Can you define the terms ‘enantiomer’ and ‘racemate’?

Are you also familiar with the electrophilic addition, sN1/sN2 and nucleophilic addition mechanisms?

You don’t have to draw them out. Briefly describe what happens in each and make it clear what intermediate forms (i.e carbanion, carbocation etc)
(edited 1 year ago)
Reply 2
Original post by TypicalNerd
Can you define the terms ‘enantiomer’ and ‘racemate’?

Are you also familiar with the electrophilic addition, sN1/sN2 and nucleophilic addition mechanisms?

You don’t have to draw them out. Briefly describe what happens in each and make it clear what intermediate forms (i.e carbanion, carbocation etc)

I can define those terms and ywah I'm familiar with the mechanisms. I didn't thibk to try with mechanisms, will do that and see what happens . thanks!!!
Original post by Ace.ms
I can define those terms and ywah I'm familiar with the mechanisms. I didn't thibk to try with mechanisms, will do that and see what happens . thanks!!!

Yeah, it certainly isn’t an obvious thing to think about. Once you have reached a conclusion, please do post it and I’ll give further prompts/assistance if/where needed.

I don’t expect you to draw out the mechanisms (though it may be useful practice for you to do so).
Reply 4
Original post by TypicalNerd
Yeah, it certainly isn’t an obvious thing to think about. Once you have reached a conclusion, please do post it and I’ll give further prompts/assistance if/where needed.

I don’t expect you to draw out the mechanisms (though it may be useful practice for you to do so).

Im kinda stuck as i understand that 2 bromobutane has a chiral carbon, and so does butan 2 ol, so i would have thought its a racemate because it can make either optical isomer? it just feels like the question should mention if 2 bromobutane is R or S 2 bromobutane?? apologies if im completely wrong
Original post by Ace.ms
Im kinda stuck as i understand that 2 bromobutane has a chiral carbon, and so does butan 2 ol, so i would have thought its a racemate because it can make either optical isomer? it just feels like the question should mention if 2 bromobutane is R or S 2 bromobutane?? apologies if im completely wrong

Think about the intermediates in each mechanism.

You also shouldn’t need to worry about which of the R or S enantiomer forms (assuming a single enantiomer only), as the question asks if either a racemate or a single enantiomer forms
(edited 1 year ago)
Reply 6
Original post by TypicalNerd
Think about the intermediates in each mechanism.
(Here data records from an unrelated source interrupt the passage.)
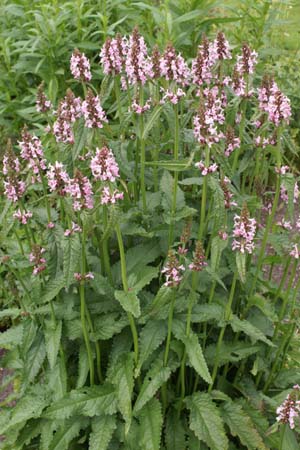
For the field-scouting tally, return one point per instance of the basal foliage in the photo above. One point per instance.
(138, 225)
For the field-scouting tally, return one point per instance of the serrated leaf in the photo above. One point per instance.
(53, 287)
(151, 121)
(151, 336)
(206, 422)
(71, 249)
(12, 337)
(194, 352)
(154, 379)
(52, 340)
(242, 426)
(249, 329)
(151, 420)
(241, 265)
(129, 302)
(174, 432)
(88, 401)
(102, 431)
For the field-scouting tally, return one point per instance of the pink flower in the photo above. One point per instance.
(80, 66)
(22, 217)
(92, 111)
(138, 65)
(295, 252)
(42, 103)
(174, 67)
(75, 229)
(172, 270)
(37, 259)
(104, 166)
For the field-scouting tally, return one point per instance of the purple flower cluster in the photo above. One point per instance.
(172, 270)
(80, 66)
(244, 232)
(104, 166)
(273, 102)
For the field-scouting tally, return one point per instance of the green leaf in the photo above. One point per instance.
(129, 302)
(88, 401)
(12, 337)
(71, 249)
(80, 140)
(174, 432)
(242, 426)
(241, 265)
(151, 121)
(151, 336)
(150, 418)
(35, 357)
(194, 352)
(249, 329)
(53, 287)
(67, 432)
(154, 379)
(102, 431)
(206, 422)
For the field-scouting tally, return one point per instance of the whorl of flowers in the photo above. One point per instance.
(274, 102)
(289, 410)
(58, 178)
(172, 270)
(92, 111)
(104, 166)
(112, 55)
(69, 110)
(198, 262)
(231, 142)
(201, 65)
(31, 151)
(80, 189)
(138, 66)
(42, 103)
(80, 66)
(244, 232)
(174, 67)
(109, 196)
(14, 188)
(22, 217)
(37, 259)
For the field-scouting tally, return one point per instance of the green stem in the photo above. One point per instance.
(221, 335)
(125, 287)
(175, 184)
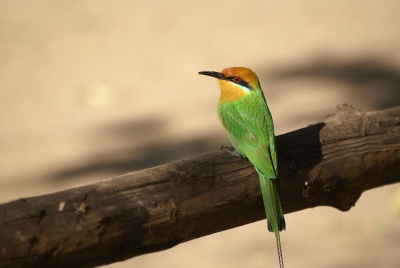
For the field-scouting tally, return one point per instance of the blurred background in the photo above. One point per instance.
(94, 89)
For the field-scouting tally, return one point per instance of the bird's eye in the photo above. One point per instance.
(236, 79)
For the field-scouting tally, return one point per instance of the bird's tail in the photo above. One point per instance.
(273, 211)
(278, 245)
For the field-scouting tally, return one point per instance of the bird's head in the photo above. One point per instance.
(235, 82)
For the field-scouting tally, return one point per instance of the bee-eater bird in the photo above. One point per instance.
(243, 111)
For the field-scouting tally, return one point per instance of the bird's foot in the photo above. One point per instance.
(232, 152)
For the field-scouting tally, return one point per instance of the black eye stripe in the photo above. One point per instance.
(240, 82)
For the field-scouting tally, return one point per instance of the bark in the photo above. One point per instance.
(329, 163)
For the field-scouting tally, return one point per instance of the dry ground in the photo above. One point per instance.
(93, 89)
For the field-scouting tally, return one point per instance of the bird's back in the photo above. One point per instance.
(250, 128)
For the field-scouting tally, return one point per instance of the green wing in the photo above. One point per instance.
(250, 128)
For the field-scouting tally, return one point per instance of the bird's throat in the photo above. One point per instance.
(231, 92)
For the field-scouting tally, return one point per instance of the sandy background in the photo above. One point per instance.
(93, 89)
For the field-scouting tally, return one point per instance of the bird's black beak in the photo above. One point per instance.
(217, 75)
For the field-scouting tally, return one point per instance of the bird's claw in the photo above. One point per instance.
(232, 152)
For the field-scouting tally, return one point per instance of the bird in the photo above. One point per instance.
(243, 112)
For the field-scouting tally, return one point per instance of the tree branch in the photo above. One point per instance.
(326, 164)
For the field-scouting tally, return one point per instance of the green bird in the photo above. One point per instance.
(243, 111)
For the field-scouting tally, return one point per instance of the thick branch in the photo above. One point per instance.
(327, 164)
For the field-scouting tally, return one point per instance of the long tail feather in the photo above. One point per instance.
(278, 245)
(273, 211)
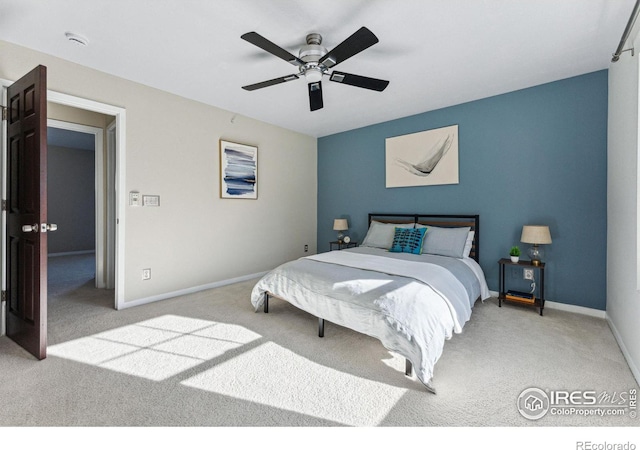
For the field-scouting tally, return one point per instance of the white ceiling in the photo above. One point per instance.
(435, 53)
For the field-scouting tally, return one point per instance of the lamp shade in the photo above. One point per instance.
(340, 224)
(535, 234)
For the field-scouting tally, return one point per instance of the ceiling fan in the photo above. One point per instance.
(314, 61)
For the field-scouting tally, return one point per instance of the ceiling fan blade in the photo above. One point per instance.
(359, 81)
(253, 87)
(268, 46)
(315, 96)
(354, 44)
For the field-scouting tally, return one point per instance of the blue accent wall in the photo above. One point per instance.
(534, 156)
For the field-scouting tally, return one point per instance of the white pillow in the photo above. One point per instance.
(446, 241)
(380, 235)
(467, 245)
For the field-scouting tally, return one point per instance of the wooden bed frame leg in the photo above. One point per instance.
(408, 368)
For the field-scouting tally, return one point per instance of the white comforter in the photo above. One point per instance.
(412, 304)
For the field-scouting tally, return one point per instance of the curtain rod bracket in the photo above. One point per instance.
(616, 56)
(627, 31)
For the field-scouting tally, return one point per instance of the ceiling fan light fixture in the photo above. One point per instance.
(313, 75)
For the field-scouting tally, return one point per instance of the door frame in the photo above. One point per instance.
(120, 185)
(99, 195)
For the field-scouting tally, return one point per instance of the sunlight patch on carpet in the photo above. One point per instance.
(277, 377)
(158, 348)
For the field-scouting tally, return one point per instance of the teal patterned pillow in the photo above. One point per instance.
(408, 240)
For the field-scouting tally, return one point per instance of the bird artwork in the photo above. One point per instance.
(430, 159)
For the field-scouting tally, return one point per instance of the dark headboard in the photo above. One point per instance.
(437, 220)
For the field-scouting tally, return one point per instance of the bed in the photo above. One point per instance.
(412, 284)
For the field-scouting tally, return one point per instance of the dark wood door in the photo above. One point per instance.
(26, 277)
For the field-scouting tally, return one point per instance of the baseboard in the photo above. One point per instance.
(623, 349)
(79, 252)
(569, 308)
(191, 290)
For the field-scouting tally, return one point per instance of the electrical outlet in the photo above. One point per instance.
(527, 274)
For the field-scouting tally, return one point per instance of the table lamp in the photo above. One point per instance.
(536, 235)
(340, 225)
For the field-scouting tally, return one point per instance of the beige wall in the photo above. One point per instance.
(194, 238)
(623, 251)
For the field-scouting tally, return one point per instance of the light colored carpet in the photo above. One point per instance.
(208, 359)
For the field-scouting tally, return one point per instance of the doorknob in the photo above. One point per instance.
(30, 228)
(48, 227)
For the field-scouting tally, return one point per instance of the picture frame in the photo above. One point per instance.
(422, 159)
(238, 170)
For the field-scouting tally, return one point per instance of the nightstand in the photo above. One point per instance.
(341, 245)
(502, 295)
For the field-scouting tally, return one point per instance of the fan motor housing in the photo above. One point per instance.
(312, 52)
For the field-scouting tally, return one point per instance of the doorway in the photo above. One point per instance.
(119, 134)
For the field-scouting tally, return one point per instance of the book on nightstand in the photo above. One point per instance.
(518, 296)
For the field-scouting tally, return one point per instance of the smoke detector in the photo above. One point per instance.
(77, 39)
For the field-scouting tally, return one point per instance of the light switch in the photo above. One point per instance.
(150, 200)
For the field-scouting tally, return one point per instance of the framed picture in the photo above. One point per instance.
(238, 170)
(422, 159)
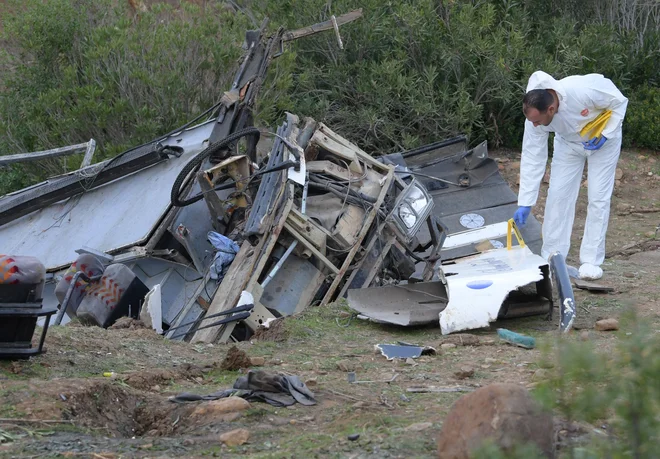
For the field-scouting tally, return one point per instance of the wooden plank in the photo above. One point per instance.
(322, 26)
(363, 233)
(89, 153)
(37, 155)
(262, 252)
(311, 248)
(230, 290)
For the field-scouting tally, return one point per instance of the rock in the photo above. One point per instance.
(462, 339)
(503, 413)
(618, 175)
(346, 365)
(217, 408)
(607, 325)
(622, 207)
(257, 361)
(464, 373)
(235, 360)
(541, 375)
(418, 427)
(235, 437)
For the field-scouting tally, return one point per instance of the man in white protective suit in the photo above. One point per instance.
(585, 113)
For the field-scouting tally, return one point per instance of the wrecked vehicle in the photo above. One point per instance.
(207, 239)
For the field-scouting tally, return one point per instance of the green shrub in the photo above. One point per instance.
(617, 389)
(642, 124)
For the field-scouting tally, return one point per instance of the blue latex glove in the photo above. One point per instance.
(595, 143)
(520, 217)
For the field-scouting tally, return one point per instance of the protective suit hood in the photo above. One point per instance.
(542, 80)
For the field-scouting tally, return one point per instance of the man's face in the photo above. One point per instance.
(538, 118)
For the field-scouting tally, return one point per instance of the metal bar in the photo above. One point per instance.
(279, 264)
(567, 308)
(91, 147)
(236, 318)
(69, 292)
(322, 26)
(37, 155)
(245, 307)
(311, 248)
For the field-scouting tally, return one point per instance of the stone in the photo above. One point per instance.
(217, 408)
(418, 427)
(464, 373)
(235, 437)
(618, 175)
(235, 360)
(346, 365)
(505, 414)
(607, 325)
(257, 361)
(541, 375)
(463, 339)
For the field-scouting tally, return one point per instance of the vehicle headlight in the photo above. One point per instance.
(412, 208)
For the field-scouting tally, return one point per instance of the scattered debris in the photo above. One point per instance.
(353, 379)
(591, 286)
(128, 323)
(462, 339)
(263, 386)
(419, 427)
(464, 373)
(504, 413)
(257, 361)
(423, 389)
(607, 325)
(235, 360)
(399, 351)
(516, 339)
(346, 365)
(235, 437)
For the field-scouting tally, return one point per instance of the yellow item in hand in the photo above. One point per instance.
(513, 228)
(595, 127)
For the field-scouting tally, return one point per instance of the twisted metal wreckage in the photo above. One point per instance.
(240, 239)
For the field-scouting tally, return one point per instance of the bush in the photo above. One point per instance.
(86, 69)
(619, 389)
(642, 124)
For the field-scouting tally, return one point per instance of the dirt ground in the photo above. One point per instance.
(60, 404)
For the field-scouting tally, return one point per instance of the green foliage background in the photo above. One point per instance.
(412, 71)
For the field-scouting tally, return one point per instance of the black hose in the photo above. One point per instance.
(194, 163)
(565, 291)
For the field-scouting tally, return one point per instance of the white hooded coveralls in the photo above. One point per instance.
(581, 99)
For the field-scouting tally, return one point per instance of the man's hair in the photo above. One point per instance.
(539, 99)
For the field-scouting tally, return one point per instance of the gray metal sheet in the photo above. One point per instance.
(114, 216)
(411, 304)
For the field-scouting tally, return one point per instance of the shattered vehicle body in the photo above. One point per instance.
(208, 239)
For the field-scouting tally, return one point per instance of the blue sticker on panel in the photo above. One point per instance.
(480, 284)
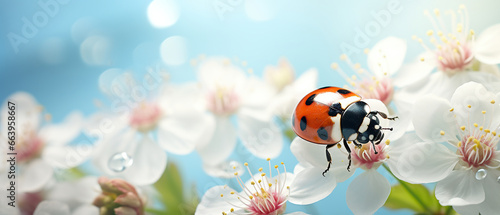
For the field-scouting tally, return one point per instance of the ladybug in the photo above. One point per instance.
(330, 115)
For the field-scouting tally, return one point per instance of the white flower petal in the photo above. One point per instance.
(397, 148)
(415, 71)
(460, 188)
(490, 204)
(87, 188)
(112, 145)
(52, 208)
(367, 192)
(184, 97)
(224, 169)
(222, 143)
(297, 213)
(86, 210)
(307, 152)
(180, 133)
(103, 125)
(433, 119)
(487, 46)
(220, 72)
(426, 162)
(262, 138)
(387, 56)
(34, 176)
(66, 156)
(64, 132)
(310, 186)
(479, 98)
(149, 163)
(213, 203)
(314, 155)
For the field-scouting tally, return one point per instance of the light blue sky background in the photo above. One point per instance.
(308, 33)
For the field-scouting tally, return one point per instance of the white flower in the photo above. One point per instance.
(455, 47)
(458, 55)
(386, 73)
(146, 118)
(40, 149)
(228, 92)
(368, 191)
(289, 90)
(261, 195)
(458, 149)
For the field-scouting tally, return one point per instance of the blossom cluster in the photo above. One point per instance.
(447, 104)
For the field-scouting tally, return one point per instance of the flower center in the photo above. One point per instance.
(145, 117)
(477, 147)
(454, 57)
(264, 195)
(366, 158)
(452, 49)
(28, 147)
(223, 101)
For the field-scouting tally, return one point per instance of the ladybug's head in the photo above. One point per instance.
(373, 132)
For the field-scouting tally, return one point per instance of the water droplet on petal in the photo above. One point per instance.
(120, 161)
(481, 174)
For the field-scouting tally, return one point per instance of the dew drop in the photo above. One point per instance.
(120, 161)
(481, 174)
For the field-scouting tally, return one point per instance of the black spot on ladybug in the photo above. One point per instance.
(343, 91)
(303, 123)
(335, 109)
(322, 133)
(310, 100)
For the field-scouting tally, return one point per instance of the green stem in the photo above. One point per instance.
(449, 210)
(415, 196)
(155, 211)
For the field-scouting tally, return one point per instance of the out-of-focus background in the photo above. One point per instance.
(56, 49)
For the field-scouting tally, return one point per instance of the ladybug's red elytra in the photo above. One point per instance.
(329, 115)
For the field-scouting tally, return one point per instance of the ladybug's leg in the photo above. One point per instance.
(357, 144)
(328, 157)
(383, 115)
(348, 151)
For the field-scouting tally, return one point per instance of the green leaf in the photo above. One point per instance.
(403, 195)
(172, 195)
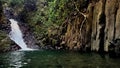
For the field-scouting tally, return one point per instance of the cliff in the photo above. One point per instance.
(93, 27)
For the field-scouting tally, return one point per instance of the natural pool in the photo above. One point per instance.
(56, 59)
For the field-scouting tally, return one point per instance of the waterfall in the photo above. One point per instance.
(16, 35)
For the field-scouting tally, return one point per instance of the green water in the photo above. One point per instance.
(55, 59)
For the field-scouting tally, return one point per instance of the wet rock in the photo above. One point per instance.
(114, 48)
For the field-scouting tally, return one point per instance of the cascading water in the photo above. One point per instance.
(16, 35)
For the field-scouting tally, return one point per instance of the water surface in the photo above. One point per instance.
(55, 59)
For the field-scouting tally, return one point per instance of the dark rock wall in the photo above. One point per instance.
(102, 26)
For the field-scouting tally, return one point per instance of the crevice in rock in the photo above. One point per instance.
(102, 32)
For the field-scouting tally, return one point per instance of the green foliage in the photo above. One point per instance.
(57, 11)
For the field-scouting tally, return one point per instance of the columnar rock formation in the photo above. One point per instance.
(102, 25)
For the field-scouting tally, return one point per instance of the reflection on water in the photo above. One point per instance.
(15, 59)
(55, 59)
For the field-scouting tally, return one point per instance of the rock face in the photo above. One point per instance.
(101, 26)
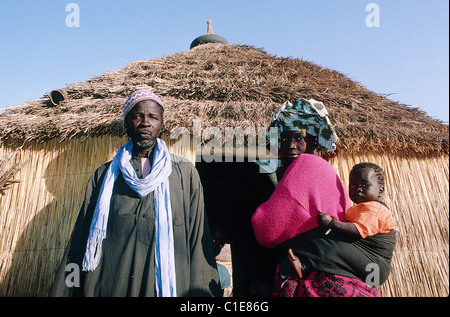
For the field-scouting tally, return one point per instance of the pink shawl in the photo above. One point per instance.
(309, 184)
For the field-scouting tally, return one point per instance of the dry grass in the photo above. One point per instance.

You also shouldn’t need to worry about which of the R or S enantiomer forms (assuming a single enantiomer only), as the question asks if either a racemate or a single enantiomer forms

im completely lost, if i had to guess for A id go with single enantiomer but im kinda clueless, would really appreciate if you could explain from the beginning, or link me to some helpful website
Original post by Ace.ms
im completely lost, if i had to guess for A id go with single enantiomer but im kinda clueless, would really appreciate if you could explain from the beginning, or link me to some helpful website

Ok. I’ll go through the first parts of the first example.

When but-2-ene is converted to butan-2-ol, the reaction is electrophilic addition. In this reaction, a carbocation intermediate forms.

On the positive carbon, there are three bonding pairs and zero lone pairs. This implies a trigonal planar shape (i.e it is flat), so it is equally likely to be attacked either side by the electrophile.

Given this information, can you infer whether one enantiomer will be favoured over the other or whether both will form in a 1:1 ratio?
Reply 8
Original post by TypicalNerd
Ok. I’ll go through the first parts of the first example.

When but-2-ene is converted to butan-2-ol, the reaction is electrophilic addition. In this reaction, a carbocation intermediate forms.

On the positive carbon, there are three bonding pairs and zero lone pairs. This implies a trigonal planar shape (i.e it is flat), so it is equally likely to be attacked either side by the electrophile.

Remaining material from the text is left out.